The pace of change is slow but significant. The effect is that a rerun EU referendum now would be 54-46 per cent for Remain, if graduates and non-graduates voted as they did seven years ago.
Not only does this mean that the main Conservative-Labour battleground is more forbidding for Sunak, but there are large chunks of the Tory vote last time that could break off and fall suddenly into the sea.
Professor Ford is particularly interested in the 40 most graduate-heavy seats that the Tories have to defend to remain in office. They include “a huge swathe around London, where the Liberal Democrats are the challenger, which could form a Lib Dem graduate heartland”.
Just because well-known Conservatives such as Dominic Raab in Esher defied predictions that their seats were vulnerable last time does not mean that they are safe.
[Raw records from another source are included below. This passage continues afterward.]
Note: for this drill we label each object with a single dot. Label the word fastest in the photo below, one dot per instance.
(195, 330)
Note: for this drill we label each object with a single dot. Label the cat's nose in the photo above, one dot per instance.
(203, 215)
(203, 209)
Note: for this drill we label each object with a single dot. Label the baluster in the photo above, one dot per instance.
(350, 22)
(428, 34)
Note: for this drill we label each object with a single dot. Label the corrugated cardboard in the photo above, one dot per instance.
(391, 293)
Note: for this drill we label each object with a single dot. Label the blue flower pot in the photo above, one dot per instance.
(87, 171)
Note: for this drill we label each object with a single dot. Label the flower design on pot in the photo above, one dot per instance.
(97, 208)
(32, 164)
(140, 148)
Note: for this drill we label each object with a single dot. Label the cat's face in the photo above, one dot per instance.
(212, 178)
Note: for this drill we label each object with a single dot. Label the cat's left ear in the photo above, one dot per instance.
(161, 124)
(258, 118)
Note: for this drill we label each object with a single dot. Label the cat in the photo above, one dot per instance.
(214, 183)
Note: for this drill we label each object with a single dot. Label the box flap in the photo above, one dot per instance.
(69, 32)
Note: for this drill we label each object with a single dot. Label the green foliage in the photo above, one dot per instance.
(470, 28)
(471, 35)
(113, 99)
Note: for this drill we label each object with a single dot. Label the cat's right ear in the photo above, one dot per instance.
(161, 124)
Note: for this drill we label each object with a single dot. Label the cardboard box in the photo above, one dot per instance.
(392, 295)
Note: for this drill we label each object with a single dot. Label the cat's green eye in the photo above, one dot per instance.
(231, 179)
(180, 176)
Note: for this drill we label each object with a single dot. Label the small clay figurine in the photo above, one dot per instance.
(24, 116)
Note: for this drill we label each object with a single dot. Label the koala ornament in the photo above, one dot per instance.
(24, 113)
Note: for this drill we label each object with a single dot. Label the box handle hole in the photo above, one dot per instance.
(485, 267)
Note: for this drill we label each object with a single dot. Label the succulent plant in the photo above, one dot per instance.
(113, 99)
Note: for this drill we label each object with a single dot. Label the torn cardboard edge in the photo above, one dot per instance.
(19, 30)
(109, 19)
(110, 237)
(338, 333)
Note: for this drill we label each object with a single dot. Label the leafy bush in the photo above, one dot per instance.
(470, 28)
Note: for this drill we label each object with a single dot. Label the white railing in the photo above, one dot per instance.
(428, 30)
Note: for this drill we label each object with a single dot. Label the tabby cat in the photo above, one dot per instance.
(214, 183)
Next time, the graduate shift makes it even more likely that the dominoes will fall. No wonder Raab is not standing again.
Professor Ford compared Tory complacency about its southern seats to the Labour Party’s lack of awareness of the threat to it of Scotland in 2015 and in the red wall in 2019 – “‘Those seats will never go,’ until they do”.
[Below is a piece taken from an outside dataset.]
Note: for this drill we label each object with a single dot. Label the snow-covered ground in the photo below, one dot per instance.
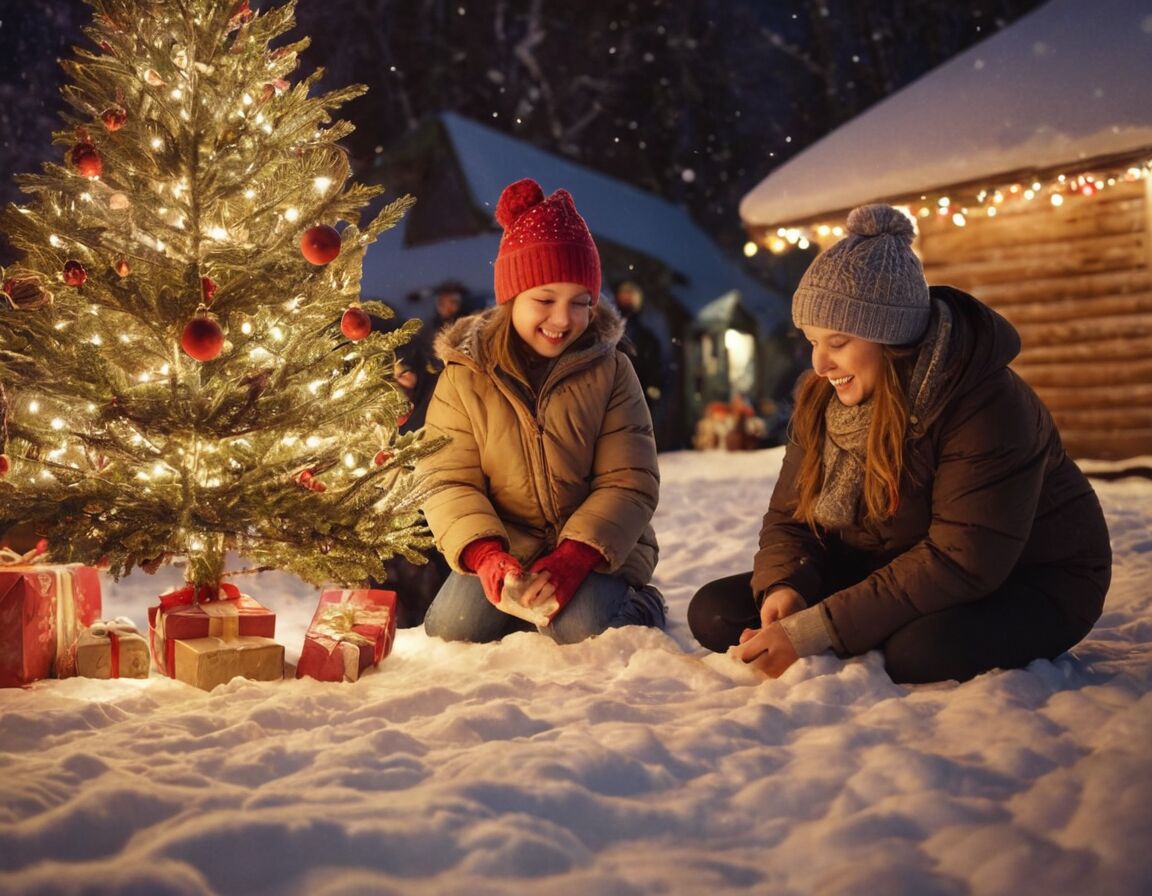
(630, 764)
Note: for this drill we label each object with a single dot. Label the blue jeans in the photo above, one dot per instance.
(461, 612)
There is worse to come from the Social Market Foundation analysis. While the Tories risk losing a chunk of their graduate vote to the Lib Dems, their non-graduate core vote is also under threat, from the opposite direction. Reform UK, formerly the Brexit Party, the company set up by Nigel Farage and still majority-owned by him, as Tom McTague of UnHerd points out, is doing well in the opinion polls. About 8 per cent of people say they intend to vote for it, despite minimal coverage in the mainstream media.
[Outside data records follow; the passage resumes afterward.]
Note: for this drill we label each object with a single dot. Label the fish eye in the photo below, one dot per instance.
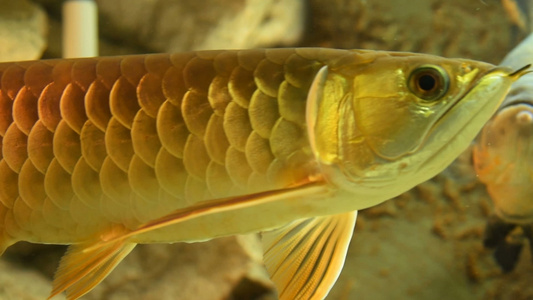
(429, 82)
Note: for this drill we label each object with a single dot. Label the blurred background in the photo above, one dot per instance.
(425, 244)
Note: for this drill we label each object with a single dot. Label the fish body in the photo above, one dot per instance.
(105, 153)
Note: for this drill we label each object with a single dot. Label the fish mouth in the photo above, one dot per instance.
(479, 78)
(463, 120)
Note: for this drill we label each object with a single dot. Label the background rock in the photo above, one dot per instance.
(23, 30)
(426, 244)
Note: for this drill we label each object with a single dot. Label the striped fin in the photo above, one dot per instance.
(305, 258)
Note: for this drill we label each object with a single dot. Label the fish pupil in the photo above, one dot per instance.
(427, 82)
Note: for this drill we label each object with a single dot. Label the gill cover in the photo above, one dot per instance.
(380, 128)
(357, 123)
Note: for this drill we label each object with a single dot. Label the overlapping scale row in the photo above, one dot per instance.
(87, 142)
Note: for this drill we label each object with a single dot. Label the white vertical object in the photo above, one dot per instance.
(80, 28)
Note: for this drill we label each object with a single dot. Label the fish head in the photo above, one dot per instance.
(380, 127)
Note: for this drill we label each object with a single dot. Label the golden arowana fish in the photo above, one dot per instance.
(105, 153)
(503, 159)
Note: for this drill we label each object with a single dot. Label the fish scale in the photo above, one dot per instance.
(81, 138)
(105, 153)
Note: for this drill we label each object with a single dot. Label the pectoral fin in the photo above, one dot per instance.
(305, 258)
(80, 271)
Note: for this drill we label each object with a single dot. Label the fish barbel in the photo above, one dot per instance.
(502, 155)
(104, 153)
One of Farage’s reasons for going on I’m a Celebrity was to promote himself with a view to playing a role in the coming election. His party, currently led by Richard Tice, has belatedly accepted the error of its rebranding by applying to be listed on election ballot papers as “Reform UK: The Brexit Party”.
Who knows what mayhem Farage and Tice can wreak with an anti-immigration, “Brexit was done all wrong” message, standing in Tory seats where its candidates were stood down last time. Whereas, once upon a time in the Ukip years, Farage attracted votes from Labour and Tory supporters alike, the graduate shift means that his support comes now overwhelmingly from disaffected Tories.
Which means that the Tories are retreating on three fronts at once. Nationally, they are being pushed back by a resurgent Labour Party, which now looks like a moderate and competent alternative, with a graduate voting base and strong bridges to socially conservative non-graduates whose main concern is the cost of living.
“It is not possible for either party to build an election-winning coalition without bridging the divide,” said Professor Ford. At the last election, Johnson did it. This time, Starmer is doing it.
At the same time, the Tories are vulnerable to the Lib Dems in those Home Counties seats around London. And on top of all that, their core vote is being eaten away by Farage’s party, as capable of mobilising anti-immigration votes as Geert Wilders in the Netherlands and Donald Trump in the US.
That is why Professor Ford said that a Canada 1993 scenario – the Tory party there went from governing with a majority to just two seats – was “a real, under-discussed possibility” at the next UK election.